As well as creating extra direct income, the sales of additional permits would annually qualify Kansas for about $1 million in extra federal funding. The money would come from federal excise taxes already being paid by Kansans on assorted hunting and fishing gear.
Tymeson said increasing numbers of hunters and anglers reaching 65 means less funding for years to come with the current exemption, and seniors are making up more and more of those using fishing and hunting resources.
By legislative mandate, Wildlife and Parks will start a two-year pilot program this fall that allows unlimited use of crossbows during the archery season in up to four deer management units.
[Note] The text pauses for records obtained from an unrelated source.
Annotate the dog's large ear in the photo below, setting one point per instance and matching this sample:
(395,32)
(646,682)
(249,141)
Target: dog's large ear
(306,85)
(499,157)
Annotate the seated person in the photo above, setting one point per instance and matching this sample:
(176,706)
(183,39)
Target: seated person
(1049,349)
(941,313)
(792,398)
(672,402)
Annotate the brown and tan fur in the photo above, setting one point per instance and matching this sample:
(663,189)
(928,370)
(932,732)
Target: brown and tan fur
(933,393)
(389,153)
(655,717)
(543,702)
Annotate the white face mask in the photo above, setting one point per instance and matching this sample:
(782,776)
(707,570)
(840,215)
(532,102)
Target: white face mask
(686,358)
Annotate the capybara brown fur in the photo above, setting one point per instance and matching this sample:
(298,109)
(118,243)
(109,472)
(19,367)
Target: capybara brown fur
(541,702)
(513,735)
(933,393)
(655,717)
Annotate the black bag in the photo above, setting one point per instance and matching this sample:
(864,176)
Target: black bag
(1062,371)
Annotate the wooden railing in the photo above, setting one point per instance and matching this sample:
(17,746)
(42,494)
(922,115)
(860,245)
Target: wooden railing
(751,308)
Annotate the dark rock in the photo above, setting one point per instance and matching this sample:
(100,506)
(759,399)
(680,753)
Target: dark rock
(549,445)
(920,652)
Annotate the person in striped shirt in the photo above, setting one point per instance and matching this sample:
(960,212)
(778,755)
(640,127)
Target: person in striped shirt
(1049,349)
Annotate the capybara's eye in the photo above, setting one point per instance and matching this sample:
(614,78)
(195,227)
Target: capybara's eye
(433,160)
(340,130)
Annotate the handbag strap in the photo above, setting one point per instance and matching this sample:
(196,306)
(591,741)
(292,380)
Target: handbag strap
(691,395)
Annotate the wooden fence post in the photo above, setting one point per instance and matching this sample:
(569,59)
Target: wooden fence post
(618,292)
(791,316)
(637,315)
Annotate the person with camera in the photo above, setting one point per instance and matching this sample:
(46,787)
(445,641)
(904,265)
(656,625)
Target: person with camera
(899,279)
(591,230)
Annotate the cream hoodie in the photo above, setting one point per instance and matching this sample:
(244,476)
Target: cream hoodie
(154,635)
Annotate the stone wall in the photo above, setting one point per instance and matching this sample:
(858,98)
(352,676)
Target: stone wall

Tymeson said the four units will be named at the June 21 meeting of the Kansas Wildlife, Parks and Tourism Commission in Kansas City.
Earlier this year, commissioners had approved allowing those 55 and older and those with youth deer permits to use crossbows during the archery season.
Also by legislative mandate, the agency will begin a two-year pilot program on a pre-rut firearms season for antlerless-whitetails in 2013, and create a combination permit that could allow the hunter to shoot a buck and a doe for the same price.
There will be an increase in fines paid by those that illegally shoot a trophy-class deer, antelope or elk. The new law would require financial restitution to Wildlife and Parks, based largely on antler or horn score.
Parks pass — Kansans could purchase an annual state park permit when they register their vehicles with county authorities for about $15.50. The cost would be about $25 for the same permit when purchased at a state park or other traditional vendor. Seniors and the disabled could purchase permits from vendors for about $14.
Tymeson said it is hoped the ease of purchase and reduced rate could encourage more Kansans to purchase permits and utilize state parks.